In February 2019, the country was put on the APG’s grey list, which indicated that Cambodia had to take measures to strengthen its strategy and develop legal tools to address terrorism financing and money laundering by May 2020 and have them implemented into law by September 2020, Siphan said. 

The APG found that Cambodia had not sufficiently put legal tools in place to prosecute money laundering and terrorism financing in line with international standards.

And yet, Cambodia, which was put on the APG grey list in 2011, had been removed from that list in 2015 following measures put in place by the government, Siphan said. 

Cambodia’s draft law on money laundering and terrorism financing also comes as the European Commission is intensifying its scrutiny of countries posing money-laundering risks,  and is looking into creating a new body to help police financial crimes and monitor banks, Siphan said. 

The European Commission is also considering putting Cambodia and 11 other countries on the list of countries that pose a serious threat to the European Union’s financial system due to failure to tackle money laundering and terrorism financing, he said. 

The Financial Action Task Force, which is an inter-governmental body that develops policy against money laundering, has also recommended that Cambodia strengthen its legislation.
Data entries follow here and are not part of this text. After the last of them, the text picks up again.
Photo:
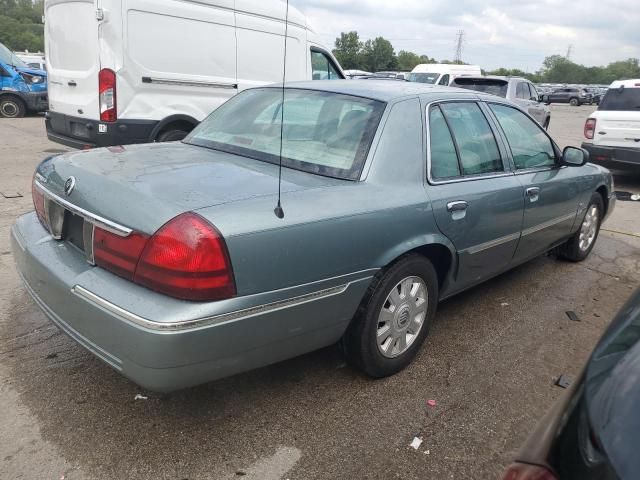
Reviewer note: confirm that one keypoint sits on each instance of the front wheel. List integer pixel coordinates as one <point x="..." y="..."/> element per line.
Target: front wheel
<point x="12" y="107"/>
<point x="394" y="318"/>
<point x="578" y="247"/>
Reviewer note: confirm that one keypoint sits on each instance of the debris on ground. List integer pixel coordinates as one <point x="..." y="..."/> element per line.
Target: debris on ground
<point x="572" y="316"/>
<point x="563" y="381"/>
<point x="416" y="442"/>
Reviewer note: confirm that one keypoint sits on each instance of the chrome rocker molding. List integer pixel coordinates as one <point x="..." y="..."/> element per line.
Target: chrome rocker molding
<point x="97" y="220"/>
<point x="181" y="325"/>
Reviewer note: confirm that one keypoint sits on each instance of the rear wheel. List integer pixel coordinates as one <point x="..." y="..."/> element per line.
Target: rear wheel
<point x="12" y="107"/>
<point x="394" y="318"/>
<point x="580" y="245"/>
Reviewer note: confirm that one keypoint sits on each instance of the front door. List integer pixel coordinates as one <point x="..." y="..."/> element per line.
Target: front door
<point x="477" y="202"/>
<point x="551" y="191"/>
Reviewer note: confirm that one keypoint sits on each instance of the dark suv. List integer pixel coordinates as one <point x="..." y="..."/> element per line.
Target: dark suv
<point x="571" y="95"/>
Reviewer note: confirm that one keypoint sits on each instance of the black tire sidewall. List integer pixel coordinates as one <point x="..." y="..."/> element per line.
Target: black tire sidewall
<point x="363" y="341"/>
<point x="19" y="105"/>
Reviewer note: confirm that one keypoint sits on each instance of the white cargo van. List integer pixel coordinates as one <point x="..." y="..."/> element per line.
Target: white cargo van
<point x="441" y="73"/>
<point x="135" y="71"/>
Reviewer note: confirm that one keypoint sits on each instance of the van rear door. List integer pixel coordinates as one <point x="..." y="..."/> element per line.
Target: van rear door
<point x="72" y="56"/>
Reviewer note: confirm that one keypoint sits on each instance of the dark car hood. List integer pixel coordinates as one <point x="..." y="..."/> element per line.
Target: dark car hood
<point x="143" y="186"/>
<point x="612" y="390"/>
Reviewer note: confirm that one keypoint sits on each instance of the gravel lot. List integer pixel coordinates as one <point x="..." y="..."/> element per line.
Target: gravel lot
<point x="490" y="364"/>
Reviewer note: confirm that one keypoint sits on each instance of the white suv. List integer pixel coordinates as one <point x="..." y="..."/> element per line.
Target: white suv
<point x="614" y="129"/>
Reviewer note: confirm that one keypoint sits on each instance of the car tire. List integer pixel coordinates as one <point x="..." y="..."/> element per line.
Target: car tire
<point x="402" y="299"/>
<point x="579" y="246"/>
<point x="12" y="107"/>
<point x="172" y="135"/>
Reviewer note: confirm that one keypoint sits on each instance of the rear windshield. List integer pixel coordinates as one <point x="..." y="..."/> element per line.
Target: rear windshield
<point x="621" y="99"/>
<point x="324" y="133"/>
<point x="486" y="85"/>
<point x="422" y="77"/>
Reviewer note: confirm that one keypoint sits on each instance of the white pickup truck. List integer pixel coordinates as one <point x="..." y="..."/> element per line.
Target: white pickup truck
<point x="613" y="131"/>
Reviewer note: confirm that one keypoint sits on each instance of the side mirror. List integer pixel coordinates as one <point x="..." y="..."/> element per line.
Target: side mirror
<point x="574" y="157"/>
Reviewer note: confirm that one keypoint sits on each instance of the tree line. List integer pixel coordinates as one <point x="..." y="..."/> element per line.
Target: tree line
<point x="21" y="25"/>
<point x="379" y="55"/>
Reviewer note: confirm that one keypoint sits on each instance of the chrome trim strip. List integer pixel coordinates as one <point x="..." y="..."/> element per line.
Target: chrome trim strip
<point x="97" y="220"/>
<point x="493" y="243"/>
<point x="189" y="83"/>
<point x="181" y="325"/>
<point x="550" y="223"/>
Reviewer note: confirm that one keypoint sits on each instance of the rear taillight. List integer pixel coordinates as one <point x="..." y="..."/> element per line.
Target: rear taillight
<point x="590" y="128"/>
<point x="187" y="258"/>
<point x="525" y="471"/>
<point x="118" y="254"/>
<point x="38" y="203"/>
<point x="107" y="91"/>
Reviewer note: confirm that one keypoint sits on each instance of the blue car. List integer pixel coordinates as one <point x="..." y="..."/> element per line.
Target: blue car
<point x="22" y="88"/>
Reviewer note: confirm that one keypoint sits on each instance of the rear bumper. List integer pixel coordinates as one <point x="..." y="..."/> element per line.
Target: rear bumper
<point x="81" y="133"/>
<point x="164" y="344"/>
<point x="616" y="158"/>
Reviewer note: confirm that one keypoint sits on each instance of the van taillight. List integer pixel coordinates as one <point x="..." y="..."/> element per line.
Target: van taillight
<point x="590" y="128"/>
<point x="186" y="258"/>
<point x="107" y="92"/>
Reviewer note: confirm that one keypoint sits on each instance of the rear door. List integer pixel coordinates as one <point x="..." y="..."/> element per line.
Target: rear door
<point x="618" y="119"/>
<point x="476" y="200"/>
<point x="551" y="192"/>
<point x="72" y="56"/>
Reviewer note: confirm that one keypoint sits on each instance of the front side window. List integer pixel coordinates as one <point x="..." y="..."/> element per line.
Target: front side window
<point x="476" y="145"/>
<point x="324" y="133"/>
<point x="322" y="67"/>
<point x="530" y="147"/>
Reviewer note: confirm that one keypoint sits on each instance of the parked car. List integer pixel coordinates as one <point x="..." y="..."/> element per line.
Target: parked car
<point x="593" y="432"/>
<point x="22" y="88"/>
<point x="518" y="90"/>
<point x="613" y="130"/>
<point x="570" y="95"/>
<point x="178" y="272"/>
<point x="132" y="75"/>
<point x="441" y="73"/>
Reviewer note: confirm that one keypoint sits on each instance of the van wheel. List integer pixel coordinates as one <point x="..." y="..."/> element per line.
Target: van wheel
<point x="172" y="135"/>
<point x="12" y="107"/>
<point x="394" y="318"/>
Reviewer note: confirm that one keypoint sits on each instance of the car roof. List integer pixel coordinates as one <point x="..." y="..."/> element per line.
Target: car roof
<point x="382" y="90"/>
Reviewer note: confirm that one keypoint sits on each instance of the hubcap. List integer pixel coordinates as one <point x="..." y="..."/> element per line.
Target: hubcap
<point x="589" y="228"/>
<point x="9" y="109"/>
<point x="402" y="316"/>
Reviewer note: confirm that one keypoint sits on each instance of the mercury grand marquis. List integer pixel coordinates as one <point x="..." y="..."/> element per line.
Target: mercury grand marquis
<point x="167" y="261"/>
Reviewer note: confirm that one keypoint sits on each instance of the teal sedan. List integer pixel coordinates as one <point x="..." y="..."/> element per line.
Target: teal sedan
<point x="167" y="260"/>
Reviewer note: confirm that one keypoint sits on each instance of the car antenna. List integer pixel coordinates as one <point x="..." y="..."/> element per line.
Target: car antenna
<point x="279" y="211"/>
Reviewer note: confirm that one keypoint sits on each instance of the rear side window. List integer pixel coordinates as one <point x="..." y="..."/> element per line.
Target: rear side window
<point x="530" y="147"/>
<point x="477" y="148"/>
<point x="322" y="67"/>
<point x="618" y="99"/>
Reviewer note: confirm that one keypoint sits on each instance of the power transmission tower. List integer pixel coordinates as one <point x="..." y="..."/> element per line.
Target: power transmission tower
<point x="569" y="52"/>
<point x="459" y="46"/>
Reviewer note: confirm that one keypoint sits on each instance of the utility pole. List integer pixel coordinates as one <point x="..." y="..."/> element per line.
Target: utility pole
<point x="459" y="46"/>
<point x="569" y="52"/>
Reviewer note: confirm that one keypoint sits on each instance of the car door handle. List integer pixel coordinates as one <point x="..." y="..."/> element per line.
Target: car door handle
<point x="457" y="206"/>
<point x="533" y="194"/>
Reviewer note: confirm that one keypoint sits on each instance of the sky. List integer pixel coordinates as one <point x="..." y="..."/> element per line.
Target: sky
<point x="497" y="33"/>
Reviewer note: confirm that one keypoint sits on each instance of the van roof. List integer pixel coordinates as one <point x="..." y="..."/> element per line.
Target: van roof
<point x="634" y="83"/>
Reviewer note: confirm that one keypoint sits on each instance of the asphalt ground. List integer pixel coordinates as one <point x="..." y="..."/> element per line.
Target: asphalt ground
<point x="490" y="364"/>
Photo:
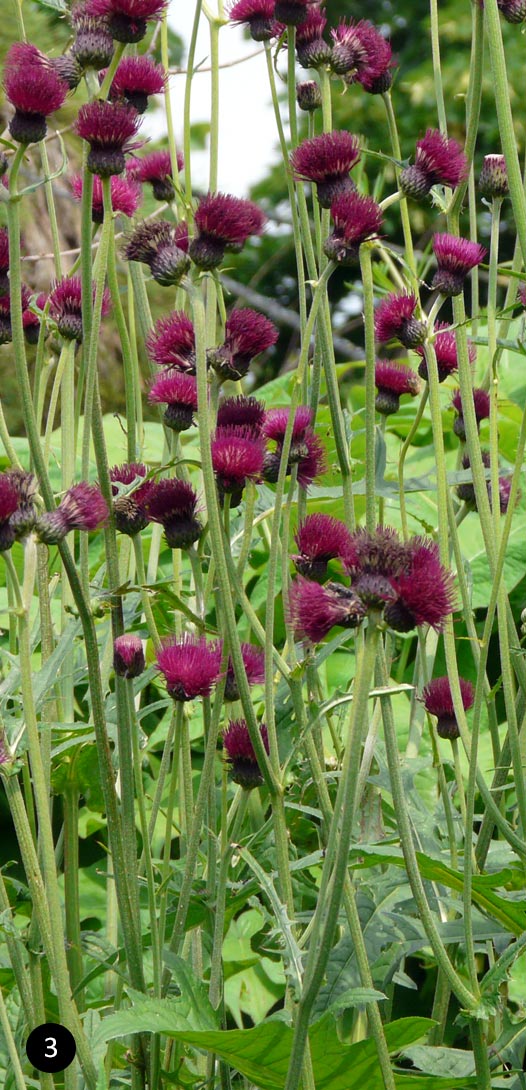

Still, the draft law approved by the Council of Ministers is not meant to satisfy international entities, Siphan said. "It is the goal of the government and the National Bank to improve…the laws that Cambodia applies as a member of the Asia Pacific Group on Money Laundering," he said. 

Last year, Cambodia cracked down on five such cases, seizing more than $7 million dollars. 

Transparency International’s 2019 Corruption Perceptions Index ranked Cambodia 162 out of 180 countries, the 180th country listed being the most corrupt.